From 67c87a99effb2111bcf6f675adf45063ed11e4a4 Mon Sep 17 00:00:00 2001
From: Frederik Hennig <frederik.hennig@fau.de>
Date: Tue, 8 Jun 2021 06:54:16 +0000
Subject: [PATCH] Fixes for buffers in loops with step size > 1

---
 pystencils/backends/cbackend.py  |  8 ++++++
 pystencils/cpu/kernelcreation.py |  8 ++++--
 pystencils/integer_functions.py  | 18 +++++++++---
 pystencils/transformations.py    | 29 +++++++++++--------
 pystencils_tests/test_buffer.py  | 48 +++++++++++++++++++++++++++++++-
 5 files changed, 92 insertions(+), 19 deletions(-)

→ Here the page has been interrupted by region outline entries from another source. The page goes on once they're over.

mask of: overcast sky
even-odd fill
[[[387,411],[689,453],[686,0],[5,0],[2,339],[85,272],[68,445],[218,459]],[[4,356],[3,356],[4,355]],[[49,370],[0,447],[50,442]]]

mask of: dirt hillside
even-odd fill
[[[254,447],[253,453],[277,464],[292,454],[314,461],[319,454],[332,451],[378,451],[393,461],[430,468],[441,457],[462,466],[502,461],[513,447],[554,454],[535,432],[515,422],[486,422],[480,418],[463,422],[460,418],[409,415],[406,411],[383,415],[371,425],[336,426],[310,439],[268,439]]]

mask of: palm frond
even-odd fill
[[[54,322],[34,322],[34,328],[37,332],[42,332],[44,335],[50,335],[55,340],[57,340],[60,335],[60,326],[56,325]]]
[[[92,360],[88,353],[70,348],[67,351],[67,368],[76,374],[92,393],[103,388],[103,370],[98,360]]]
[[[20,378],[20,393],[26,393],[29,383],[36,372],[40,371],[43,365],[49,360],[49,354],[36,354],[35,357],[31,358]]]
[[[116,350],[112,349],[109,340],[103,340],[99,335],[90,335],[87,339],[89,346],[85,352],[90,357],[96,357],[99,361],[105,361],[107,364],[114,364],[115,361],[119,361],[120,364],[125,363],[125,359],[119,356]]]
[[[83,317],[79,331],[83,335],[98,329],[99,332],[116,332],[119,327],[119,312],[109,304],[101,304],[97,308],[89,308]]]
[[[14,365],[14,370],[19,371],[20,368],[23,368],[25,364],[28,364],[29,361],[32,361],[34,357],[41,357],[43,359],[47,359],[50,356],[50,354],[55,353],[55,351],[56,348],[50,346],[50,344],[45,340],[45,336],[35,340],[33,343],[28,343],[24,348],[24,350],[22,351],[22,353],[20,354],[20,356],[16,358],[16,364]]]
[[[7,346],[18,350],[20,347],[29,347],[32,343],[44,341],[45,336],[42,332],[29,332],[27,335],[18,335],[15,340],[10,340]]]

diff --git a/pystencils/backends/cbackend.py b/pystencils/backends/cbackend.py
index 94f21c076..1b45294a6 100644
--- a/pystencils/backends/cbackend.py
+++ b/pystencils/backends/cbackend.py
@@ -529,6 +529,14 @@ class CustomSympyPrinter(CCodePrinter):
             return res + '.0f' if '.' not in res else res + 'f'
         elif dtype.numpy_dtype == np.float64:
             return res + '.0' if '.' not in res else res
+        elif dtype.is_int():
+            tokens = res.split('.')
+            if len(tokens) == 1: 
+                return res
+            elif int(tokens[1]) != 0:
+                raise ValueError(f"Cannot print non-integer number {res} as an integer.")
+            else:
+                return tokens[0]
         else:
             return res
 
diff --git a/pystencils/cpu/kernelcreation.py b/pystencils/cpu/kernelcreation.py
index 81daf49fc..9e265a08e 100644
--- a/pystencils/cpu/kernelcreation.py
+++ b/pystencils/cpu/kernelcreation.py
@@ -18,7 +18,7 @@ AssignmentOrAstNodeList = List[Union[Assignment, ast.Node]]
 
 def create_kernel(assignments: AssignmentOrAstNodeList, function_name: str = "kernel", type_info='double',
                   split_groups=(), iteration_slice=None, ghost_layers=None,
-                  skip_independence_check=False) -> KernelFunction:
+                  skip_independence_check=False, allow_double_writes=False) -> KernelFunction:
     """Creates an abstract syntax tree for a kernel function, by taking a list of update rules.
 
     Loops are created according to the field accesses in the equations.
@@ -39,6 +39,9 @@ def create_kernel(assignments: AssignmentOrAstNodeList, function_name: str = "ke
                      all dimensions
         skip_independence_check: don't check that loop iterations are independent. This is needed e.g. for
                                  periodicity kernel, that access the field outside the iteration bounds. Use with care!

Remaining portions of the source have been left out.